The 2019 Mecklenburg county real estate revaluation is underway for all residential and commercial real estate. Throughout 2018, Mecklenburg county appraisers will be in each neighborhood trying to evaluate sales and improvements, which will become the property’s new tax value starting in the 2020 property tax year.
If you were around in 2011, you know what a mess that property assessment process was. Many homeowners throughout the county were upset that their properties were valued well beyond market value while others were valued well under. It even impacted some real estate sales as some buyers became confused as to how tax value related to purchase price. Thankfully, today’s process promises to be a lot transparent and value appeals much easier.
Unless your home was built since 2013, the tax value that your property taxes are based upon is from 2011 Countywide Revaluation or 2013 Revaluation Review. Back in 2011, the Mecklenburg County Assessors used approximately 10,000 “Qualified Sales” (one owner, one home, one parcel sale at arms length) to determine how values have increased since 2003 / 2004 (the prior revaluation); resulting in a median price of $193,000 (or $21,000 higher than the actual median home price at the time). Since then, the median home price in Mecklenburg County has risen 39.5%, with commercial properties rising even greater.
When will you know your new property value?
The 2020 property tax values should be available to homeowners starting at the beginning of 2019. There should be enough time to file appeals to the increased tax value prior to the first bill being sent, which should occur around September 2019 and due by Jan 1, 2020.
Appealing your Tax Value is So Much Easier!
Probably the only good thing about this round of tax revaluation is the new technology that the county has implemented to help make valuation appeals much easier. In the past, this meant paying an appraiser to make a formal assessment or hiring a local Realtor to provide comps. Now, this can be done online using a service called Modria.
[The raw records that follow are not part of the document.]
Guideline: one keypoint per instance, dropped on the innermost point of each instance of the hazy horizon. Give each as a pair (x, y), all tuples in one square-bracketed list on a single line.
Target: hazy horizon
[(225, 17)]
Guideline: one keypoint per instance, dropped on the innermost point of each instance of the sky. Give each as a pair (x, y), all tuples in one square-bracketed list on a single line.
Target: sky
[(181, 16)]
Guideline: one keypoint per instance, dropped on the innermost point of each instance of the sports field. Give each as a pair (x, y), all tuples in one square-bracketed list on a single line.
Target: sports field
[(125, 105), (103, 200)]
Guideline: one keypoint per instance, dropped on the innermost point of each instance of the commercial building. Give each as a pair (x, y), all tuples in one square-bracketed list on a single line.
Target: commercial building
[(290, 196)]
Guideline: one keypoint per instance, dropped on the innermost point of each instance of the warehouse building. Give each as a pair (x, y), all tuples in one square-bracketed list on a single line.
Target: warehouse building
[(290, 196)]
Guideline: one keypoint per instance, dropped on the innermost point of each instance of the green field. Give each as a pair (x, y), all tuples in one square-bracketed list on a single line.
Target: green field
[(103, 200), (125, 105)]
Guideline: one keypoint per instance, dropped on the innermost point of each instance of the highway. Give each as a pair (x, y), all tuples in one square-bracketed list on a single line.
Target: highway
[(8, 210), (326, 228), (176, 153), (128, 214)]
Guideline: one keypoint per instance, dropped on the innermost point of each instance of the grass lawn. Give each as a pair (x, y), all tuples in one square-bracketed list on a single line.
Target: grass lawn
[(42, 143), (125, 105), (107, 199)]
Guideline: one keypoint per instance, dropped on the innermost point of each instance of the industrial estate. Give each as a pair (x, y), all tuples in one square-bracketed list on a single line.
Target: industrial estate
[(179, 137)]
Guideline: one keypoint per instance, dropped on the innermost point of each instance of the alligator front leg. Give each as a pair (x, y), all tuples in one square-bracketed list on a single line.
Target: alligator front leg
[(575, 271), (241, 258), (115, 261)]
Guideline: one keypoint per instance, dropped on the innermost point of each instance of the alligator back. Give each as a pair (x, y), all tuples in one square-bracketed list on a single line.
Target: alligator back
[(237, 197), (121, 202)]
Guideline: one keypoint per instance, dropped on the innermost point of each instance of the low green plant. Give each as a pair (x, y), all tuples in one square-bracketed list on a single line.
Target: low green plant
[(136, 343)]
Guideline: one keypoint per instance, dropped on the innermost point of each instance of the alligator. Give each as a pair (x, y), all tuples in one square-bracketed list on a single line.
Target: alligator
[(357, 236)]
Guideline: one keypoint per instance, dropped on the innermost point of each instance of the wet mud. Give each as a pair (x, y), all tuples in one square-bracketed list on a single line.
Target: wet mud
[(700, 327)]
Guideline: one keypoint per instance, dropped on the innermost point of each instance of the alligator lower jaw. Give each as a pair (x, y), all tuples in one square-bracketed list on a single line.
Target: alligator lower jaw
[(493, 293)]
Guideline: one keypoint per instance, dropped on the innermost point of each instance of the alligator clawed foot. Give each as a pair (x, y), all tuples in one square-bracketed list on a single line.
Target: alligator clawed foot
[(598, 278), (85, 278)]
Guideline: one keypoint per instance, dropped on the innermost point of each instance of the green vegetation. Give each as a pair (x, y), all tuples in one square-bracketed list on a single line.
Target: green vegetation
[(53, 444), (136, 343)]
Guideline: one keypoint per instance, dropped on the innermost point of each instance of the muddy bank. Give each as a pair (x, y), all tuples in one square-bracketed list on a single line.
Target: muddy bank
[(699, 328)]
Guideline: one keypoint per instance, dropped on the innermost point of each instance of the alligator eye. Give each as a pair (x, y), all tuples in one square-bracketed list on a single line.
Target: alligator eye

Homeowners can now view the tax card information and submit changes online as well as learn the status of any appeal. To challenge the tax value, owners can even select comparable sales from within their neighborhood to file along with their appeal.
I would recommend comparing the square footage that is listed on the property card to the square footage provided in a last appraisal, as that seems to be a common source of misinformation.